June 1979

Transient Ischemic Attack Associated With Mitral Systolic Clicks

Author Affiliations

From the Cardiology Graphics Laboratory, Section of Cardiology, Northwestern University School of Medicine, Chicago.

Arch Intern Med. 1979;139(6):693-694. doi:10.1001/archinte.1979.03630430069022

A 26-year-old woman was seen at Northwestern Memorial Hospital, Chicago, because of posterior occipital headache associated with right upper extremity paresis and dysarthria that lasted a period of ten minutes. Physical examination disclosed straightening of the thoracic spine and minimal pectus excavatum. Precordial examination showed midsystolic and late systolic clicks; the earlier click was followed by a soft grade 2/6 murmur. Neurological examination disclosed slight hyperreflexia on the right side.

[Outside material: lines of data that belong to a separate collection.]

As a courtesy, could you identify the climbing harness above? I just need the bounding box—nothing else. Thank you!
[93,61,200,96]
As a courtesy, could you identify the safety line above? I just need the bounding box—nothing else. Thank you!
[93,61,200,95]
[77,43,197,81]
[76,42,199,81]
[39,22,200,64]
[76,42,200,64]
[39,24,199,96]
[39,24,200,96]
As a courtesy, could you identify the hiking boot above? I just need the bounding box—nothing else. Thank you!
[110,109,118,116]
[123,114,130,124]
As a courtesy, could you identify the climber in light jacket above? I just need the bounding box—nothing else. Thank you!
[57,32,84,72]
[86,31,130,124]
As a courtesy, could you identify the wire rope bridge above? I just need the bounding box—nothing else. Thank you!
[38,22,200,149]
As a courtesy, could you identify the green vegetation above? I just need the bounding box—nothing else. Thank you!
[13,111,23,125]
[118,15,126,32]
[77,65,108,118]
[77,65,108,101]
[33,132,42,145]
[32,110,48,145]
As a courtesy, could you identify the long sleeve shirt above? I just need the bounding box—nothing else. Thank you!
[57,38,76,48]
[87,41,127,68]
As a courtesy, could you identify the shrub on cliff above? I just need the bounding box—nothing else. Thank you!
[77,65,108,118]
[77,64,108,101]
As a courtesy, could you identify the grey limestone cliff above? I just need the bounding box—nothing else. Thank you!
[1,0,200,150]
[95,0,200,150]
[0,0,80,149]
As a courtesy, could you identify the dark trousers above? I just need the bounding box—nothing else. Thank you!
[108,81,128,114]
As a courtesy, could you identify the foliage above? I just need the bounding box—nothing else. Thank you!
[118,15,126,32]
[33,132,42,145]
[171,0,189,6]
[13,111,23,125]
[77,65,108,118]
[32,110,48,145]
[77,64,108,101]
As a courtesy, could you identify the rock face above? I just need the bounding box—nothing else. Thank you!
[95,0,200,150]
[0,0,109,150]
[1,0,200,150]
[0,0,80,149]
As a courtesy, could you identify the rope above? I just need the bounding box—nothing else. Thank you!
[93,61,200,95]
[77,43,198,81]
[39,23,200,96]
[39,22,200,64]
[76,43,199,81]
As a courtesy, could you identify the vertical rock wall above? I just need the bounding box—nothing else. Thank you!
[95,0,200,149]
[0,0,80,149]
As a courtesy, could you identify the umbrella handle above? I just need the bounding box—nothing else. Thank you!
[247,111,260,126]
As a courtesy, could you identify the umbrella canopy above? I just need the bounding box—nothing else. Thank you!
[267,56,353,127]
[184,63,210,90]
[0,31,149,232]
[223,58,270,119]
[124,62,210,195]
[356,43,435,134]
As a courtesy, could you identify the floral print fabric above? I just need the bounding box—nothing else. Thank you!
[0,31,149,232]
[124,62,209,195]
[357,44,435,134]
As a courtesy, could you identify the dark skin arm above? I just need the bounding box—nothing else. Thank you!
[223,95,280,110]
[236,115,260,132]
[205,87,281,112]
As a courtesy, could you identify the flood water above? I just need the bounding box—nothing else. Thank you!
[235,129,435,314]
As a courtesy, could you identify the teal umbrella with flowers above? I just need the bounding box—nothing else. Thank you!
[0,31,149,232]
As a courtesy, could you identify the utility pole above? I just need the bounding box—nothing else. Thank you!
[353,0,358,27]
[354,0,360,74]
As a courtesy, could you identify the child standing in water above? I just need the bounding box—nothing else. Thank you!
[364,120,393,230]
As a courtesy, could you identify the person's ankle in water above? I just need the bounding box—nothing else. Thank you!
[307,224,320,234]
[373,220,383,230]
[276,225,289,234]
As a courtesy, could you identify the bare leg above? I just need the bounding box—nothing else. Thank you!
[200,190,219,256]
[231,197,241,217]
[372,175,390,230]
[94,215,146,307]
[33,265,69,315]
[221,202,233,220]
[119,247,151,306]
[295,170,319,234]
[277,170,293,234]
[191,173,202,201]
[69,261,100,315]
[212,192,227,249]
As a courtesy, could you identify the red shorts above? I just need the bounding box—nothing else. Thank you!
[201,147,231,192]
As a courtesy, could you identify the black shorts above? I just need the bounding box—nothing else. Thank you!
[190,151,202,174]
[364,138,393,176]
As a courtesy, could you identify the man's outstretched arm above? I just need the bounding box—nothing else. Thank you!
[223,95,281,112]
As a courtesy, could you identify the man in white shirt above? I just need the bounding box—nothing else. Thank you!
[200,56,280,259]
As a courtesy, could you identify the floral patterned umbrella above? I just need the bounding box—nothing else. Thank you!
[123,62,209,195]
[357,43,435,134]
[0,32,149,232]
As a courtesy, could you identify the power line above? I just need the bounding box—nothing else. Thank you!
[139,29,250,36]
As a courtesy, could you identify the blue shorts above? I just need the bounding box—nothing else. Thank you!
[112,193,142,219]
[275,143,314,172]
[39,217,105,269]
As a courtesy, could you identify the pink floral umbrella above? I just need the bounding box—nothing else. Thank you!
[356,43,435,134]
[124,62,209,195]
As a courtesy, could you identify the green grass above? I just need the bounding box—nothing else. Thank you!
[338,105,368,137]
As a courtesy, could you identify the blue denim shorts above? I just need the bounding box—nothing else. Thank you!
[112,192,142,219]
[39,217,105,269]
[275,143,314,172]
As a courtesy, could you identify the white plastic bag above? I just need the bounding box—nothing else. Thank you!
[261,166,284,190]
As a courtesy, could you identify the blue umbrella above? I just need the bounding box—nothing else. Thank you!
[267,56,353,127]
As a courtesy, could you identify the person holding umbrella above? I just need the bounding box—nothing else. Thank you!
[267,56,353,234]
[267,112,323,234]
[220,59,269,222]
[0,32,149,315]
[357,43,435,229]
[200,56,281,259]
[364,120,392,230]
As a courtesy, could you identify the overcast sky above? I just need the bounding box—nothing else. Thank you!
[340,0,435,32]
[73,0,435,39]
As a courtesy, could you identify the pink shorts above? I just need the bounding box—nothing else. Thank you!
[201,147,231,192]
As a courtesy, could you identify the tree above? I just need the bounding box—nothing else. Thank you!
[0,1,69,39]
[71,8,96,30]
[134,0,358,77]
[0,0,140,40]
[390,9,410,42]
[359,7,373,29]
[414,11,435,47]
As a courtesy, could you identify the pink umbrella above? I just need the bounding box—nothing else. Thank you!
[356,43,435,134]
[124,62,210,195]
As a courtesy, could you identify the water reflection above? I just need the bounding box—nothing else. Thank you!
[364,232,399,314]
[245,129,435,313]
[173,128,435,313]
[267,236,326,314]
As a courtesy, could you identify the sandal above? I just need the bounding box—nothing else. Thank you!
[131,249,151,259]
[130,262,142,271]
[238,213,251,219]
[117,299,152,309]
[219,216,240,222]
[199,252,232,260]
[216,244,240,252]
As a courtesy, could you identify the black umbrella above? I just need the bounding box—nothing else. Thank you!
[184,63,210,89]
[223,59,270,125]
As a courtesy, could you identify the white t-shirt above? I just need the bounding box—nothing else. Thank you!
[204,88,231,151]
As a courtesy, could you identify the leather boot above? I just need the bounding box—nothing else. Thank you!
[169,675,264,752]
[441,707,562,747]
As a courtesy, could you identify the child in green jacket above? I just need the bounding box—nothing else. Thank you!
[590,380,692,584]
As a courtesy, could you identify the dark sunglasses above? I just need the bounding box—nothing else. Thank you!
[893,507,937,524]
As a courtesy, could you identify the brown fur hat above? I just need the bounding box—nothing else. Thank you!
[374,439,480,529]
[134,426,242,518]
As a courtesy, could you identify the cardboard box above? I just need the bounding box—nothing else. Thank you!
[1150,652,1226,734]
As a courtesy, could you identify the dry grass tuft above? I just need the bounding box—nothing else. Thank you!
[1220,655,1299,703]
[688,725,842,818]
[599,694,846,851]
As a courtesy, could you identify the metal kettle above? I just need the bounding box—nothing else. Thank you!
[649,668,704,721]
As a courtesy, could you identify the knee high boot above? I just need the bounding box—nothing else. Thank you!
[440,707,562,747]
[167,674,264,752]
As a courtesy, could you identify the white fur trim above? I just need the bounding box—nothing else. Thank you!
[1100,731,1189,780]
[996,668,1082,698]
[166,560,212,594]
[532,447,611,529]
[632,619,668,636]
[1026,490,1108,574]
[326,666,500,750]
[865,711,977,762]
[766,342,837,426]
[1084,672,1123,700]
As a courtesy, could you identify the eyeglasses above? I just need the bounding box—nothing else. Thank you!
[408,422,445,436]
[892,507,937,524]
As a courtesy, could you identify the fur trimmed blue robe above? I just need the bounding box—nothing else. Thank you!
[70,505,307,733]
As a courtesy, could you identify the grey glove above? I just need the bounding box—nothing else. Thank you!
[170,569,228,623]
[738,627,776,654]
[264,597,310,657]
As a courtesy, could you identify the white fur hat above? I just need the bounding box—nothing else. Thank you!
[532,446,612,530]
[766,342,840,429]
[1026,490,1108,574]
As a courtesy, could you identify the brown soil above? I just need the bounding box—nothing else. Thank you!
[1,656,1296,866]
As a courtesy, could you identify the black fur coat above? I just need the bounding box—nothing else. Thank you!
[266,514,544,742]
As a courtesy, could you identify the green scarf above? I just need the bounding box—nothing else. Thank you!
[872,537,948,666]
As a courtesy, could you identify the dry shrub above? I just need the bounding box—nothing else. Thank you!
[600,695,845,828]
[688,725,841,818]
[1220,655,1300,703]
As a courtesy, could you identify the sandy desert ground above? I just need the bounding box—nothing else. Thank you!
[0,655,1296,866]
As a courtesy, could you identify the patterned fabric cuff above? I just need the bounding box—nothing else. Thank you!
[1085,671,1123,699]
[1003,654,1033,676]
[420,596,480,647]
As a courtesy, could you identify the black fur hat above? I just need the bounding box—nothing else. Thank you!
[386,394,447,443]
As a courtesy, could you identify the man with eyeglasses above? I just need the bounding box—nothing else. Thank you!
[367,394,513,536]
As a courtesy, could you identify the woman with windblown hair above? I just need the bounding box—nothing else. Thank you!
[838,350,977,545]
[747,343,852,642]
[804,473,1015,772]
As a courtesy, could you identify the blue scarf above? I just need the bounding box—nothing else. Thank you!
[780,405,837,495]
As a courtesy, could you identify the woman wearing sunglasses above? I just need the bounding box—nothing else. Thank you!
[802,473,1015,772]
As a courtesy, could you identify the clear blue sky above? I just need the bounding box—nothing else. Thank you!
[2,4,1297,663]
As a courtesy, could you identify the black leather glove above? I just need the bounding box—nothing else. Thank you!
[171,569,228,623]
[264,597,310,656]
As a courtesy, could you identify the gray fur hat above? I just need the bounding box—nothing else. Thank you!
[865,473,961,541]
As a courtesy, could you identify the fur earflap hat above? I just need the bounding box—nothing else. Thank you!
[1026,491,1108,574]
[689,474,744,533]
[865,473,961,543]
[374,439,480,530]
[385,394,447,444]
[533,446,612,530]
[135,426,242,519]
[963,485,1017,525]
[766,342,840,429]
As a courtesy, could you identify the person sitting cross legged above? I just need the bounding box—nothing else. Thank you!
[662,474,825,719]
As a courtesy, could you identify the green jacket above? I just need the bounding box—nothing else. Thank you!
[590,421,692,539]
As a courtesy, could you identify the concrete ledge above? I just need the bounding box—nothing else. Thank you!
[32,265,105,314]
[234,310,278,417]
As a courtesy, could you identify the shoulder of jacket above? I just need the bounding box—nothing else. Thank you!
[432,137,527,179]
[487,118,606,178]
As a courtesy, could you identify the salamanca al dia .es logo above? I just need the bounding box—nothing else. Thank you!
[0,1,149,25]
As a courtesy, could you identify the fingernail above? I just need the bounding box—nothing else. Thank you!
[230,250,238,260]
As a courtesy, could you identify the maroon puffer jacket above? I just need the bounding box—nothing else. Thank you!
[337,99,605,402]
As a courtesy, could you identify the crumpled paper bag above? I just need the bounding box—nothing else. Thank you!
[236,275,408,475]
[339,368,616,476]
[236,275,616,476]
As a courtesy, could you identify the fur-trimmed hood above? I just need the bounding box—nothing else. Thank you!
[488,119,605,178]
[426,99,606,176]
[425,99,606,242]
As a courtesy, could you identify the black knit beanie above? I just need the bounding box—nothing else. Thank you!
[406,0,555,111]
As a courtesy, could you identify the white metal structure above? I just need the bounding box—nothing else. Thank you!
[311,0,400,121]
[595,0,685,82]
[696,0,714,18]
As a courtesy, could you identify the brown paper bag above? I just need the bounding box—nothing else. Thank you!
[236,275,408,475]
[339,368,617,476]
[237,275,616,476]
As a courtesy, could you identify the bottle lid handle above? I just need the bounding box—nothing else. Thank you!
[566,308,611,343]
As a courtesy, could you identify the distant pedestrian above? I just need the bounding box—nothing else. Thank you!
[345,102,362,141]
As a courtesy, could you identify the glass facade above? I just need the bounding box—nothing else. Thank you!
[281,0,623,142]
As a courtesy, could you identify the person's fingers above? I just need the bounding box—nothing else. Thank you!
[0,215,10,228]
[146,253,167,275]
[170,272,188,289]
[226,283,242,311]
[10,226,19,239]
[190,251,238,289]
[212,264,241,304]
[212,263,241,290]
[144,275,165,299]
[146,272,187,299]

An M-mode echocardiogram of the mitral valve, performed the day after admission, is shown below (Fig 1). What is your diagnosis?

Diagnosis.—Mitral Valve Prolapse (Barlow's Syndrome  )The patient had a normal echocardiogram, chest x-ray film, EEG, and EMI scan; results of platelet aggregation studies were also normal. A treadmill stress test was performed, which did not provoke arrhythmias. A 24-hour ambulatory ECG monitor showed slight predisposition to faster than expected resting sinus rates, but no supraventricular or ventricular arrhythmias.